“Até Onde Vai o Ódio? Justus e Ana Paula Reagem a Ameaças Após Foto da Filha com Bolsa de Luxo”
Casal denuncia mensagens violentas nas redes sociais após post com a filha Vicky, de 5 anos, e promete levar os autores à Justiça.
Depois de compartilharem uma foto da filha Vicky, de apenas 5 anos, usando uma bolsa da grife Fendi avaliada em R$ 14 mil, o empresário Roberto Justus e a influenciadora Ana Paula Siebert viram o que era para ser um post familiar se transformar em alvo de ataques virulentos nas redes sociais. No domingo à noite, o casal resolveu se pronunciar por meio de um vídeo, indignado com a repercussão violenta da postagem.
O que mais os chocou foi um comentário feito por um ex-professor da Universidade Federal do Rio de Janeiro (UFRJ), que escreveu a palavra “guilhotina” em uma publicação que exibia a imagem da família. “Falaram que deviam matar a nossa filha. Que só a guilhotina resolvia. É inacreditável”, desabafou Ana Paula no vídeo. “A pessoa depois apagou, mas a gente tem o print. Isso é incitação à violência, ao ódio. Isso não pode ser tratado como normal.”
Para o casal, o fato de o acessório ser caro não justifica nenhum tipo de julgamento, muito menos ameaças. “A bolsa foi um presente. E mesmo que tivéssemos comprado, ninguém tem o direito de apontar o dedo ou desejar o mal à nossa filha. Isso passou todos os limites”, afirmou Ana Paula.

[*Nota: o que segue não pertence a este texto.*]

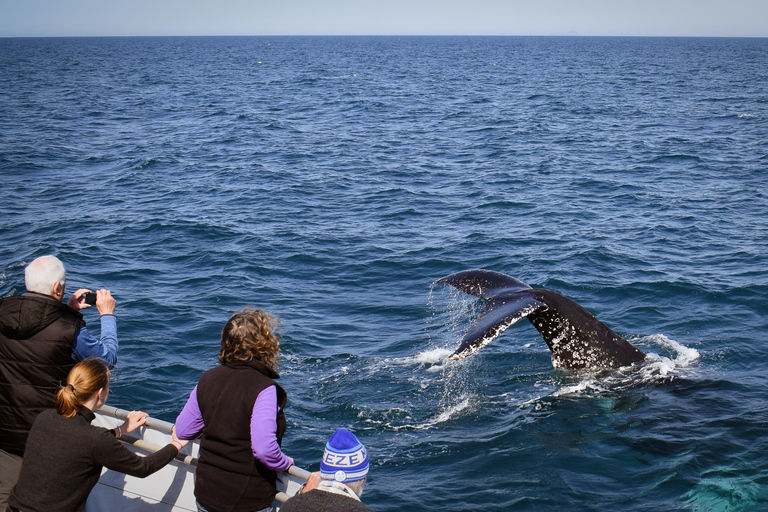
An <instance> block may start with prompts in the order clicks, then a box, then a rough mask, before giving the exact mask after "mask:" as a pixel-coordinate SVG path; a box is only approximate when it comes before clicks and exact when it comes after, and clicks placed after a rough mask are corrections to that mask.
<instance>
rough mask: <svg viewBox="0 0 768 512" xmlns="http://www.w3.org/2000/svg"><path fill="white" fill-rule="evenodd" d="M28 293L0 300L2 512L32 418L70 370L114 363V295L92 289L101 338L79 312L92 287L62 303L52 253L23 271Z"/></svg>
mask: <svg viewBox="0 0 768 512" xmlns="http://www.w3.org/2000/svg"><path fill="white" fill-rule="evenodd" d="M24 281H25V284H26V288H27V292H26V293H24V294H22V295H15V296H11V297H5V298H3V299H0V511H2V510H5V507H6V501H7V499H8V495H9V494H10V492H11V490H12V489H13V486H14V485H15V484H16V481H17V480H18V476H19V471H20V470H21V462H22V457H23V456H24V447H25V445H26V442H27V436H28V435H29V430H30V428H32V423H33V422H34V420H35V418H36V417H37V415H38V414H39V413H40V412H42V411H43V410H44V409H49V408H52V407H53V405H54V396H55V394H56V391H58V389H59V386H60V385H61V383H62V382H65V381H66V377H67V374H68V373H69V370H70V369H71V368H72V366H74V364H75V363H76V362H78V361H81V360H83V359H85V358H87V357H100V358H102V359H104V360H105V361H106V363H107V364H108V365H109V366H114V365H115V363H117V350H118V343H117V322H116V320H115V316H114V312H115V300H114V299H113V298H112V294H111V293H110V292H109V290H99V291H97V292H96V304H95V305H96V309H97V310H98V311H99V314H100V315H101V335H100V337H99V338H98V339H96V338H94V337H93V335H91V334H90V333H89V332H88V330H87V329H86V328H85V321H84V320H83V315H82V313H80V310H81V309H85V308H89V307H91V305H90V304H87V303H86V302H85V294H86V293H90V290H87V289H79V290H77V291H76V292H75V293H73V294H72V296H71V297H70V298H69V301H68V302H67V303H66V304H64V303H63V302H62V299H63V298H64V286H65V284H66V272H65V270H64V265H63V264H62V263H61V261H60V260H59V259H58V258H56V257H55V256H41V257H39V258H37V259H35V260H34V261H32V263H30V264H29V265H28V266H27V268H26V269H25V271H24Z"/></svg>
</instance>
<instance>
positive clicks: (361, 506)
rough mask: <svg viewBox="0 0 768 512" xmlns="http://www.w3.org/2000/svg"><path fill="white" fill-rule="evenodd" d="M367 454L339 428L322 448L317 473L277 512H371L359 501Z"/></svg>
mask: <svg viewBox="0 0 768 512" xmlns="http://www.w3.org/2000/svg"><path fill="white" fill-rule="evenodd" d="M369 465H370V464H369V458H368V452H367V450H366V449H365V446H363V444H362V443H361V442H360V441H358V440H357V437H355V434H353V433H352V432H350V431H349V430H346V429H343V428H340V429H339V430H337V431H336V432H334V433H333V434H332V435H331V437H330V439H328V442H327V443H326V444H325V450H324V451H323V458H322V460H321V461H320V471H319V472H316V473H312V475H311V476H310V477H309V480H308V481H307V483H306V484H305V485H304V488H303V489H302V492H300V493H298V494H296V496H294V497H292V498H290V499H289V500H287V501H286V502H285V504H283V506H282V507H280V512H371V509H369V508H368V507H366V506H365V505H363V504H362V502H361V501H360V496H362V494H363V486H364V485H365V480H366V478H367V476H368V467H369Z"/></svg>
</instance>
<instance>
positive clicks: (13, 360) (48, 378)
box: [0, 292, 85, 456]
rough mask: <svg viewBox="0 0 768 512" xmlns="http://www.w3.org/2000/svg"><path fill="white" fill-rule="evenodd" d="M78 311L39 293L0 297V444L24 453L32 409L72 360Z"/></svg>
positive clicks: (80, 320)
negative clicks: (72, 351)
mask: <svg viewBox="0 0 768 512" xmlns="http://www.w3.org/2000/svg"><path fill="white" fill-rule="evenodd" d="M83 325H85V322H84V321H83V315H81V314H80V313H79V312H77V311H75V310H73V309H72V308H70V307H69V306H67V305H66V304H63V303H62V302H61V301H59V300H56V299H55V298H53V297H50V296H47V295H41V294H38V293H29V292H27V293H25V294H24V295H17V296H13V297H6V298H4V299H0V418H2V420H0V449H3V450H5V451H7V452H9V453H13V454H16V455H19V456H23V455H24V445H25V444H26V442H27V436H28V435H29V429H30V428H32V423H33V422H34V421H35V418H36V417H37V415H38V414H39V413H40V412H41V411H42V410H44V409H48V408H52V407H53V405H54V404H53V401H54V397H55V395H56V392H57V391H58V389H59V386H61V385H62V383H64V382H66V379H67V374H68V373H69V370H70V369H72V366H73V365H74V364H75V362H74V361H73V360H72V345H73V344H74V342H75V334H76V332H77V330H78V329H79V328H80V327H81V326H83Z"/></svg>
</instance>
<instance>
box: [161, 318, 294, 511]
mask: <svg viewBox="0 0 768 512" xmlns="http://www.w3.org/2000/svg"><path fill="white" fill-rule="evenodd" d="M276 324H277V319H275V318H273V317H272V316H271V315H270V314H269V313H267V312H266V311H263V310H260V309H249V308H246V309H244V310H242V311H240V312H237V313H235V314H234V315H232V317H231V318H230V319H229V321H228V322H227V324H226V325H225V326H224V329H222V331H221V348H220V349H219V363H220V364H219V365H217V366H216V367H215V368H212V369H210V370H208V371H207V372H205V373H204V374H203V375H202V377H200V381H199V382H198V383H197V386H195V388H194V389H193V390H192V392H191V393H190V395H189V400H187V403H186V405H184V408H183V409H182V411H181V413H180V414H179V416H178V417H177V418H176V428H177V429H178V434H179V437H180V438H181V439H197V438H200V440H201V441H200V458H199V460H198V463H197V469H196V470H195V498H196V499H197V507H198V510H199V511H200V512H255V511H259V512H271V511H272V502H273V501H274V499H275V494H276V492H277V486H276V480H277V473H278V472H280V471H285V470H286V469H288V468H289V467H291V466H292V465H293V459H291V458H290V457H288V456H287V455H285V453H283V451H282V448H281V444H282V439H283V435H284V434H285V429H286V420H285V414H284V412H283V409H284V408H285V404H286V400H287V395H286V393H285V390H284V389H283V388H282V387H281V386H280V385H279V384H277V383H276V382H275V379H278V378H279V377H280V375H279V374H278V373H277V371H276V367H277V362H278V357H279V355H280V339H279V338H278V337H277V335H276V334H275V327H276Z"/></svg>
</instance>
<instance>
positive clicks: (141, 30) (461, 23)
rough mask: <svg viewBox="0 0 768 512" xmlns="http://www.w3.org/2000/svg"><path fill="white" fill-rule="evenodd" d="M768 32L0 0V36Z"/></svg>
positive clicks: (426, 0) (627, 1) (256, 10)
mask: <svg viewBox="0 0 768 512" xmlns="http://www.w3.org/2000/svg"><path fill="white" fill-rule="evenodd" d="M149 35H583V36H712V37H768V0H377V1H370V0H0V37H18V36H149Z"/></svg>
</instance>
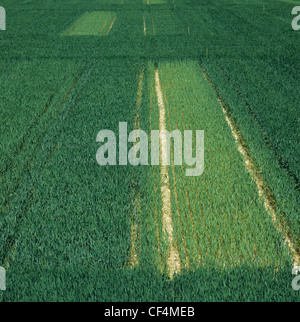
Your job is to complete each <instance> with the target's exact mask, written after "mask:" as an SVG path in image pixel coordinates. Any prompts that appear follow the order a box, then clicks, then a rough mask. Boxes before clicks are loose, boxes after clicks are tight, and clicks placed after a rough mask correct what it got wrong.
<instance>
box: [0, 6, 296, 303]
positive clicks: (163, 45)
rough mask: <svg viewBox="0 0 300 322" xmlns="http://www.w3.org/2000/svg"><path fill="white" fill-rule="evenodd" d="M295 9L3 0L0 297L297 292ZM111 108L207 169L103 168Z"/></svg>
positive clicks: (51, 296) (68, 299) (112, 299)
mask: <svg viewBox="0 0 300 322" xmlns="http://www.w3.org/2000/svg"><path fill="white" fill-rule="evenodd" d="M295 5H296V2H295V1H275V0H272V1H270V0H268V1H267V0H252V1H250V0H249V1H242V0H230V1H229V0H209V1H208V0H174V1H173V0H100V1H99V0H97V1H96V0H86V1H84V2H83V1H79V0H62V1H54V0H48V1H44V0H27V1H22V2H20V1H16V0H9V1H8V0H3V1H2V2H1V6H3V7H5V9H6V13H7V28H6V29H7V30H6V31H0V42H1V51H0V70H1V75H0V86H1V100H0V134H1V143H0V147H1V153H0V266H1V267H3V268H5V269H6V284H7V285H6V291H0V301H2V302H12V301H103V302H105V301H117V302H119V301H167V302H169V301H192V302H195V301H296V302H297V301H299V292H296V291H294V290H293V288H292V287H291V284H292V280H293V275H292V269H293V267H294V266H300V262H299V254H300V239H299V236H300V220H299V209H300V199H299V174H300V172H299V169H300V168H299V158H300V150H299V142H300V131H299V128H300V127H299V125H300V124H299V103H300V102H299V91H300V86H299V81H298V80H299V77H300V74H299V69H298V68H297V66H298V60H299V51H300V45H299V36H300V35H299V33H297V32H295V31H293V30H292V29H291V19H292V16H291V10H292V8H293V6H295ZM120 122H127V125H128V133H129V132H130V131H133V130H138V129H141V130H143V131H145V132H146V133H147V134H149V136H148V138H149V140H148V146H149V160H150V157H151V151H152V149H154V146H155V144H156V142H155V141H154V140H153V139H152V137H151V136H150V132H151V131H152V130H167V131H169V132H170V133H171V132H172V131H174V130H179V131H180V132H181V133H184V131H187V130H191V131H193V132H195V131H197V130H198V131H200V130H201V131H204V142H203V146H202V148H203V149H204V169H201V170H202V172H201V174H200V175H199V176H194V177H193V176H187V175H186V173H187V172H186V171H187V170H188V169H190V168H191V166H189V165H187V164H184V163H183V165H177V164H176V161H175V158H173V155H174V153H175V152H176V151H177V152H178V145H176V144H175V143H176V140H175V138H171V140H170V142H171V143H170V152H171V160H170V164H168V165H162V163H161V162H160V163H159V164H158V165H152V166H151V165H149V166H141V165H138V166H132V165H129V164H128V165H127V166H126V165H119V164H118V163H117V165H115V166H109V165H105V166H100V165H99V164H98V163H97V159H96V153H97V150H98V149H99V148H100V146H101V144H100V143H99V142H97V141H96V138H97V134H98V133H99V131H101V130H106V129H107V130H110V131H113V132H114V133H115V135H116V138H117V140H118V137H119V134H120V133H119V131H120V128H119V123H120ZM191 140H192V141H191V142H192V143H193V145H192V150H191V151H189V153H190V154H191V155H193V156H195V155H196V153H197V150H196V146H197V145H196V141H195V138H192V139H191ZM138 146H139V145H138V142H135V143H128V148H131V147H133V149H138ZM158 146H159V148H160V151H161V157H160V158H161V159H160V160H159V161H162V159H163V155H164V153H165V151H166V149H167V146H166V145H165V141H164V140H163V139H162V138H161V139H160V141H159V144H158ZM183 149H184V148H182V150H183ZM135 151H136V150H135ZM198 152H199V151H198ZM184 153H186V151H185V150H184ZM120 154H121V153H120V151H119V149H117V152H116V155H117V157H119V156H120ZM117 159H118V158H117ZM149 163H150V162H149Z"/></svg>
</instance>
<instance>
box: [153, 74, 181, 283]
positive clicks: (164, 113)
mask: <svg viewBox="0 0 300 322" xmlns="http://www.w3.org/2000/svg"><path fill="white" fill-rule="evenodd" d="M155 88H156V95H157V102H158V106H159V129H160V131H161V133H163V135H162V136H161V140H160V143H161V162H162V161H164V160H165V159H166V156H167V142H166V141H167V138H166V134H165V133H164V131H166V110H165V103H164V99H163V93H162V90H161V85H160V78H159V72H158V69H157V68H156V69H155ZM162 163H163V162H162ZM161 199H162V220H163V230H164V233H165V235H166V236H167V238H168V243H169V254H168V258H167V265H168V272H169V276H170V279H173V277H174V275H175V274H178V273H180V271H181V262H180V256H179V252H178V250H177V249H176V247H175V241H174V235H173V220H172V205H171V189H170V178H169V166H165V165H163V164H162V165H161Z"/></svg>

A referência à guilhotina remete a execuções públicas durante a Revolução Francesa, símbolo de punição a aristocratas e ricos — o que, no contexto atual, acende o alerta sobre o quanto o discurso de ódio nas redes tem ultrapassado as barreiras da crítica e entrado no terreno da violência simbólica.

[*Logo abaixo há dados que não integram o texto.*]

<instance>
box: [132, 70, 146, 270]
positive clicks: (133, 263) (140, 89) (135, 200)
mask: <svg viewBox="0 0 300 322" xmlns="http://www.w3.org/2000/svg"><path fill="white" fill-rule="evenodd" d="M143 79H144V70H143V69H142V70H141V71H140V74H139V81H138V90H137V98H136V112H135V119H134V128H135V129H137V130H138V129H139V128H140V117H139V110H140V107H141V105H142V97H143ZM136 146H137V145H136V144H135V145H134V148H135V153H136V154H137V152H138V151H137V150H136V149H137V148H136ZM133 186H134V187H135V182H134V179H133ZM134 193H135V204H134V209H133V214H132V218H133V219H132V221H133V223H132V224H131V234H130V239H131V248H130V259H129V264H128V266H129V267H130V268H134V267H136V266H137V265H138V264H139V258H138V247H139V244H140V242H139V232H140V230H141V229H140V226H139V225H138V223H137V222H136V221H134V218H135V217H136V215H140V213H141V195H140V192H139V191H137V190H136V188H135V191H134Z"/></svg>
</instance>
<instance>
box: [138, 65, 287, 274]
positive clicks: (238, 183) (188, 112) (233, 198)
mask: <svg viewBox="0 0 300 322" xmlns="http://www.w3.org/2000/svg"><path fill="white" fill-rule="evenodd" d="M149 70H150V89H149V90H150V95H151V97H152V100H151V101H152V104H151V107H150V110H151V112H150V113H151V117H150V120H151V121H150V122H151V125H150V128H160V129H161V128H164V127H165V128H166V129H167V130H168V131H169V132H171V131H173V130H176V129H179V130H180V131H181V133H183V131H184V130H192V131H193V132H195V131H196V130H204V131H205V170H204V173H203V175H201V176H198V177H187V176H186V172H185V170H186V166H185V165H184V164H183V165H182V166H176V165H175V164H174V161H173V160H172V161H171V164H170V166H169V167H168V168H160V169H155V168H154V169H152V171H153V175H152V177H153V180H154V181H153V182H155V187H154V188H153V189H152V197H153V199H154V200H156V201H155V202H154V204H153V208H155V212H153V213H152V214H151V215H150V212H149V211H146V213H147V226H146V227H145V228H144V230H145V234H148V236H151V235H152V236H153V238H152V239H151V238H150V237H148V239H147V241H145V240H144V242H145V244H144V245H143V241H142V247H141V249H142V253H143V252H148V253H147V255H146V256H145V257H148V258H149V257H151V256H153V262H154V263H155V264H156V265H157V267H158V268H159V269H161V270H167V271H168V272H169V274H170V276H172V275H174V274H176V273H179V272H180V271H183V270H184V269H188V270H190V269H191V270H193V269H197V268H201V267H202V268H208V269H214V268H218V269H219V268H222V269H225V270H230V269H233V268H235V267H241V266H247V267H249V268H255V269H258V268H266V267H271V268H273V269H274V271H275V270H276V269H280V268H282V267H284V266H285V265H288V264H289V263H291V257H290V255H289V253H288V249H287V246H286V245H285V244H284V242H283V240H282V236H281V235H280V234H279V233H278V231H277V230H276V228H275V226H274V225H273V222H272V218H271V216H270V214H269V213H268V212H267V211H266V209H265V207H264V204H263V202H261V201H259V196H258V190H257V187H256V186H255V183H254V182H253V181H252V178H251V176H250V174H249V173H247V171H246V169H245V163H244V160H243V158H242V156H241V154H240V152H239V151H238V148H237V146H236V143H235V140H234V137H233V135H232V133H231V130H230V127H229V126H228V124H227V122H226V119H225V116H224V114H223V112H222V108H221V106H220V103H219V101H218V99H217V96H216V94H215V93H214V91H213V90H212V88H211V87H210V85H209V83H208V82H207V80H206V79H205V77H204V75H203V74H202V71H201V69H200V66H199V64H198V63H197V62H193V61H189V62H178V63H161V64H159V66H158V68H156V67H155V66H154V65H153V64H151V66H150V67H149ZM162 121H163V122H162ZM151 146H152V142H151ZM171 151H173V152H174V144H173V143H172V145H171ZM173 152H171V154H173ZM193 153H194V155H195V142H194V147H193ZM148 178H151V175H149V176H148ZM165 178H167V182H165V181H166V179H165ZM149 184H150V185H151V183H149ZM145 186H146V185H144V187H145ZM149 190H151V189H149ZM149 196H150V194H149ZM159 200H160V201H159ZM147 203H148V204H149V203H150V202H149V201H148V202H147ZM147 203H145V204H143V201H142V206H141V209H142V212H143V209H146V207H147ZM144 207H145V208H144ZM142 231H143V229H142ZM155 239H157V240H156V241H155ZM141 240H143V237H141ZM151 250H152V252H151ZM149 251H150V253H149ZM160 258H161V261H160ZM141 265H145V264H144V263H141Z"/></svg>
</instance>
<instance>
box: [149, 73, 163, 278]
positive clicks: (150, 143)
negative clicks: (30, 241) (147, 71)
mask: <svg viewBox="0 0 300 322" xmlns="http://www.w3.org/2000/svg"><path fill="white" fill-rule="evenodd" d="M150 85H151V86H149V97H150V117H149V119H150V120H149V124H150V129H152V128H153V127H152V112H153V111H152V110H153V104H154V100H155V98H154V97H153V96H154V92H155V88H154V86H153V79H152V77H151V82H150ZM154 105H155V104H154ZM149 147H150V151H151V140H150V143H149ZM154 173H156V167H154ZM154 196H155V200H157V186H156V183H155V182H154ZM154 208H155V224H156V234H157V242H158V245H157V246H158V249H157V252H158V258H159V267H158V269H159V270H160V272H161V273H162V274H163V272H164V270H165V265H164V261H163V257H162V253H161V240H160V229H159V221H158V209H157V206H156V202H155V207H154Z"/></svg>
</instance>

A UFRJ, por sua vez, divulgou uma nota esclarecendo que o autor do comentário está aposentado desde 2022 e que a universidade não compartilha das opiniões pessoais dele. A instituição reafirmou seu compromisso com os valores democráticos, o diálogo e o conhecimento.
Roberto Justus foi enfático ao afirmar que já acionou advogados e que a família tomará medidas legais contra os responsáveis pelas ameaças. “Como pai, eu não vou aceitar esse tipo de ameaça. Pode até parecer absurda, mas gerou uma onda de hostilidade e isso precisa ter consequência.”
O caso levanta mais uma vez o debate sobre os limites da liberdade de expressão e a crescente banalização da violência virtual, especialmente quando direcionada a crianças e famílias em situações cotidianas. Afinal, até onde vai o direito de opinar — e onde começa o crime?